Converting Strings to number (date)

Hi All! I am working on a dataset looking at Top Albums Genres over time.

The problem i’m having is converting the “rel date” from a string to number/date. I’v tried the ds.timeParse but it’s not helping.

for example I have date dating back to 1966 and its converting that date to “2066” :sweat_smile:

I’m still getting to grips of Obserable. Your help will be much appreciated thanks :slight_smile:

This is one of the major problems with two digit years. If it’s possible to get the data with a better date format, I’d recommend it. But given this data, there is something we can do.

To make this problem reasonable, we can assume that all dates are in the past 100 years.

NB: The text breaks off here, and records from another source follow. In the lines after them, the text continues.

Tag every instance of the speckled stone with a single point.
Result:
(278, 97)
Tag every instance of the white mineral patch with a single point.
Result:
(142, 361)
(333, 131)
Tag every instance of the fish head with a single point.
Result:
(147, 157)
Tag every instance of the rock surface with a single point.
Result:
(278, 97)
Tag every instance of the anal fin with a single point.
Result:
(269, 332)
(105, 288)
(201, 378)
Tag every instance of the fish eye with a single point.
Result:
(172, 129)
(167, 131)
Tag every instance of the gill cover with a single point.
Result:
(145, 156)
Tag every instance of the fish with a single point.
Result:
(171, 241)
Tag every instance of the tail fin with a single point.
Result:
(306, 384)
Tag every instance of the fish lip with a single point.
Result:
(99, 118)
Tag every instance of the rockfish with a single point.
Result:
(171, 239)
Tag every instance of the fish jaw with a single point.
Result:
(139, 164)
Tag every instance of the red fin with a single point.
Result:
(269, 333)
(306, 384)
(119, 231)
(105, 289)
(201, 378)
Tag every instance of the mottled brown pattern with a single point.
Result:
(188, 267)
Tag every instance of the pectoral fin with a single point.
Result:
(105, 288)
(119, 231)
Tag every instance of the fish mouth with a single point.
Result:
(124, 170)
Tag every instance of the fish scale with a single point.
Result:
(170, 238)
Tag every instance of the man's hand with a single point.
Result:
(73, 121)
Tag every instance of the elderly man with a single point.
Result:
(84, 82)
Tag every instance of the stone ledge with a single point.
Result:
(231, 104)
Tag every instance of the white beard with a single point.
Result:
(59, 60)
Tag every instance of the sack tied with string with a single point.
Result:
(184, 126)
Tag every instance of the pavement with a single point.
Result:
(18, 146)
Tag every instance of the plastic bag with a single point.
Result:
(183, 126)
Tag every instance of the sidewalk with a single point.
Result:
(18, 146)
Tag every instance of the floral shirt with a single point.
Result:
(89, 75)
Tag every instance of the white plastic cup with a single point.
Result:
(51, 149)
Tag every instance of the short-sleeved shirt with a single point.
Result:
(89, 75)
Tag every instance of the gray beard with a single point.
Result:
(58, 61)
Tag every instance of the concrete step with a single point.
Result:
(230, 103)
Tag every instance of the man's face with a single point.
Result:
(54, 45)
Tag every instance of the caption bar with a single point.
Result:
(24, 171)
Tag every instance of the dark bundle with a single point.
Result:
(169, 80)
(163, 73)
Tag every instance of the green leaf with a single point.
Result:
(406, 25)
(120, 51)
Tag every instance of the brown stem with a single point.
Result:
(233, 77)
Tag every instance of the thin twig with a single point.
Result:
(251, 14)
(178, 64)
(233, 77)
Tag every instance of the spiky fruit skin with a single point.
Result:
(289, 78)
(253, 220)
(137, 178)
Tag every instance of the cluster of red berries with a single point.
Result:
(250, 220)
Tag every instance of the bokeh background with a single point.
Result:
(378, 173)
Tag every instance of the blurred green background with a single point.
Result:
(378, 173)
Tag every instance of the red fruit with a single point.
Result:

So if we find a date in the future, we simply subtract 100 years from it, and it should get back into range.

The heart of that idea is this modification to your data loading cell:

top5000 = {
  let data = await FileAttachment("Top5000.csv").csv();
  let now = new Date();
  return => {
    let rel_date = parser(d.rel_date);
    if (rel_date > now) rel_date.setFullYear(rel_date.getFullYear() - 100);
    return { ...d, rel_date };

You can see it integrated in with a full notebook here:


Thank you for all your help.

Hi Again I have another problem which i thought i sorted but I haven’t, I would love to get your help again :sweat_smile:

In the data, each object has multiple genres (gen). I want to limite the “gen” to one for each artist in order to make the data easier to work with.

My solution: Turn the “gen” property string into array using the foreach & split() method. I have been successful for a small section of the data ( gens: “Conscious Hip Hop”)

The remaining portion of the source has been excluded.